The website even tells you about what state the copies are in - whether, for example, they are pocket editions or leather-bounds, and whether their owners wrote anything in them (apparently, Sylvia Plath and Ezra Pound were very active scribblers).  It might not be the most academically accurate way of learning about your favourite writer's influences, but it is hard to resist the curiosity...

Monday 14 July 2008

3 for 2

And just in case you were looking for more good reasons to visit our website, we've just started a 3 for 2 offer on all online orders.

(This is our online preview of another similar offer starting at the end of summer... keep reading our blog and we'll keep you updated!)

A Journey Around the Blogosphere

Back in the days when we didn't have our own blog, we were nonetheless keeping track of our fellow bloggers' comments, ideas and discussions on our books. 
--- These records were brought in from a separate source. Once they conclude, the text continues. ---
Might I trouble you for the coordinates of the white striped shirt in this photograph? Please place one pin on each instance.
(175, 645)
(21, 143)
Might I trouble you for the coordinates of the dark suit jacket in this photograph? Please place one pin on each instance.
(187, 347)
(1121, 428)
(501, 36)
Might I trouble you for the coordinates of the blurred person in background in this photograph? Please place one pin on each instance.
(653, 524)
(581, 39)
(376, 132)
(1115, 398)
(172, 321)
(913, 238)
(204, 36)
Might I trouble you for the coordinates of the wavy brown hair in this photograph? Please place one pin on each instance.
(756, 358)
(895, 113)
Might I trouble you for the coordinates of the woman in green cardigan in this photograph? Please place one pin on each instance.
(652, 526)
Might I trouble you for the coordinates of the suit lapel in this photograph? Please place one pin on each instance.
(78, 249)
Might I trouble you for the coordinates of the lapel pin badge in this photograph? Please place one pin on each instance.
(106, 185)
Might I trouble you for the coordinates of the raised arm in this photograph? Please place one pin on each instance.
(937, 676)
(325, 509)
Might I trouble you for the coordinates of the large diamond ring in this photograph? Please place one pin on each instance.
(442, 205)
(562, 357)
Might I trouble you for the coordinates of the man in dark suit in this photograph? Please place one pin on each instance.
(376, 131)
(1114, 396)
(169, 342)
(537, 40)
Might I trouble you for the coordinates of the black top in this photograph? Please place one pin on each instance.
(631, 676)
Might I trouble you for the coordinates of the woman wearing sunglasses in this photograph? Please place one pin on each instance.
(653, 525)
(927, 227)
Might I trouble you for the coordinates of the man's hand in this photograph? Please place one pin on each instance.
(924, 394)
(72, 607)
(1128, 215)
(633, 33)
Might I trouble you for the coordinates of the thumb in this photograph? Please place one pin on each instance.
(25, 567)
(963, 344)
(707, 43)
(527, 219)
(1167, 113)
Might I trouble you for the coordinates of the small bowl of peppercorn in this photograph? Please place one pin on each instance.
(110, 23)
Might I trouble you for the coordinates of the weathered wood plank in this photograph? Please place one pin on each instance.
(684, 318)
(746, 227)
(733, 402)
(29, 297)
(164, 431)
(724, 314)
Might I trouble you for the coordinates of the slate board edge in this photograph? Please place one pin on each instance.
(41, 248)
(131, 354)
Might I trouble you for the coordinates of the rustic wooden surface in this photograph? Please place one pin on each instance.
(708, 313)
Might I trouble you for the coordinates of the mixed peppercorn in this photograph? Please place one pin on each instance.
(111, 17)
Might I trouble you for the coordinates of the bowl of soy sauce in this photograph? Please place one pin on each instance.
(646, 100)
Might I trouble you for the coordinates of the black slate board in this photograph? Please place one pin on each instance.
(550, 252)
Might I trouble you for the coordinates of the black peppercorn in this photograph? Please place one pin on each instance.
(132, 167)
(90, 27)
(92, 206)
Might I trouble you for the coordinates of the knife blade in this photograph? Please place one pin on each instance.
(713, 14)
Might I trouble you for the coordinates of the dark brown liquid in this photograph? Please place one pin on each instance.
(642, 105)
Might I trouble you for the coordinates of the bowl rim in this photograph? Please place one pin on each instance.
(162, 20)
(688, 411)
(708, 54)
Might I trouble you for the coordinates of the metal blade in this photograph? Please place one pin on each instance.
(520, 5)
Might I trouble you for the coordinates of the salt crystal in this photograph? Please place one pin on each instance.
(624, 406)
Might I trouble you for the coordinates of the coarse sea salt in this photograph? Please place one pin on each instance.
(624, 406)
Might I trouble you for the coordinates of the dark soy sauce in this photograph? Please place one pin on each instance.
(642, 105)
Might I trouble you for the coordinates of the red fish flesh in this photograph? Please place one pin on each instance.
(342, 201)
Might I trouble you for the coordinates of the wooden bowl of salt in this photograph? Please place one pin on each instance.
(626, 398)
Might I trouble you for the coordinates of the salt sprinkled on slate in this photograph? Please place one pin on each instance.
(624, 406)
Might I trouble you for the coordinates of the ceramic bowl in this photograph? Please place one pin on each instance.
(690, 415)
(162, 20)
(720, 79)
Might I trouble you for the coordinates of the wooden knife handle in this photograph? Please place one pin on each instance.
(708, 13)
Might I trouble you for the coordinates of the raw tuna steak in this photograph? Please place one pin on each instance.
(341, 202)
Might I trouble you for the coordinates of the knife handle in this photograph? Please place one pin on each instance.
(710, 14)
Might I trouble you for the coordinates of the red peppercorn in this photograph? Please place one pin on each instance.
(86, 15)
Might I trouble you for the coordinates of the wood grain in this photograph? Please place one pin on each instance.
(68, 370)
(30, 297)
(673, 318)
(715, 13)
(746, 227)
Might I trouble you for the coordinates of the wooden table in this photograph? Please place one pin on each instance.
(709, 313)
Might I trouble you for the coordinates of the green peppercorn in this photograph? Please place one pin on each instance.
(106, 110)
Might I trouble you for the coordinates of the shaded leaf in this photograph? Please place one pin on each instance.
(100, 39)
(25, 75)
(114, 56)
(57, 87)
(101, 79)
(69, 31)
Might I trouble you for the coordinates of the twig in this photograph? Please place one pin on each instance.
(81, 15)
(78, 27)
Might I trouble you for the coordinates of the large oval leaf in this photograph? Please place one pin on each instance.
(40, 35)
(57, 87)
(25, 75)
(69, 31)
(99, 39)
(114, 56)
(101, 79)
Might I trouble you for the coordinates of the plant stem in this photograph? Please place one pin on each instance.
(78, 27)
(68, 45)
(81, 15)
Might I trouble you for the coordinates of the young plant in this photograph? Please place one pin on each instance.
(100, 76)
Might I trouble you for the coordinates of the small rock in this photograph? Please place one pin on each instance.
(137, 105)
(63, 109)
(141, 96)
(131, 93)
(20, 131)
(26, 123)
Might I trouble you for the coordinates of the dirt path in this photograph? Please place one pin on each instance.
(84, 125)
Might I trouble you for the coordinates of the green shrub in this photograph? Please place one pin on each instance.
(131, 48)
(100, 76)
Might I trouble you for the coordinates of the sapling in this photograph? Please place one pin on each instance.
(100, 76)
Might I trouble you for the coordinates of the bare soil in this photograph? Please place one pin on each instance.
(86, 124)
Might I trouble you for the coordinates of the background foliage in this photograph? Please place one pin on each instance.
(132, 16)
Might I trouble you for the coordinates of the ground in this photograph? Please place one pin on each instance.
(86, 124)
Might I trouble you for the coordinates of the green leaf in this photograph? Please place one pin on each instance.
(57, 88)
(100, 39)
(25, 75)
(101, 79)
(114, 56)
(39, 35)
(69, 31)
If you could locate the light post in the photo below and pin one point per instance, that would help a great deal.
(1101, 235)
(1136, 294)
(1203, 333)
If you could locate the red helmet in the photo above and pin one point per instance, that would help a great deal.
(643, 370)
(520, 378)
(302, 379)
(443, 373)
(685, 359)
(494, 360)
So, before anything else, here are our belated thanks to all those who enjoyed our books and were kind enough to tell the web about them:

  • Back in March, in the middle of the Hesperus week, stuck-in-a-book Simon found out about Capuchin Classics. His interview with our chรขtelaine Emma Howard can be read here, and makes for an excellent introduction to our series. We also really enjoyed Simon's reviews of Michael Arlen's The Green Hat (particularly the "witty treacle" metaphor!) and of Pamela Hansford Johnson's An Error of Judgement. 
  • In April, the bookaholic Dovegreyreader was impressed by An Error of Judgement; she also anticipated our publication of her "old favourite" Green Dolphin Country by Elizabeth Goudge, which has since then come out with a new introduction by best-selling author Eileen Goudge (you can get the new edition here).
  • In his blog for the Times Online, Peter Stothard, Editor of the Times Literary Supplement, mentioned our new edition of Bram Stoker's Dracula - and, more specifically, the new introduction written for it by award winning broadcaster, journalist and author Anthony Lejeune. Download it here to find out more about Bram Stoker's interest in Irish actors, Sheridan Le Fanu's "dreamy tale of Lesbian vampires" Carmilla, and The Sublime Society of Beef Steaks.
We can't wait to hear more from the book-lovers' online community, and we hope that this blog will provide the opportunity for a many good chats on the books we love (as well as a chance for you to tell us about that one book you have desperately been looking for and would like to keep alive).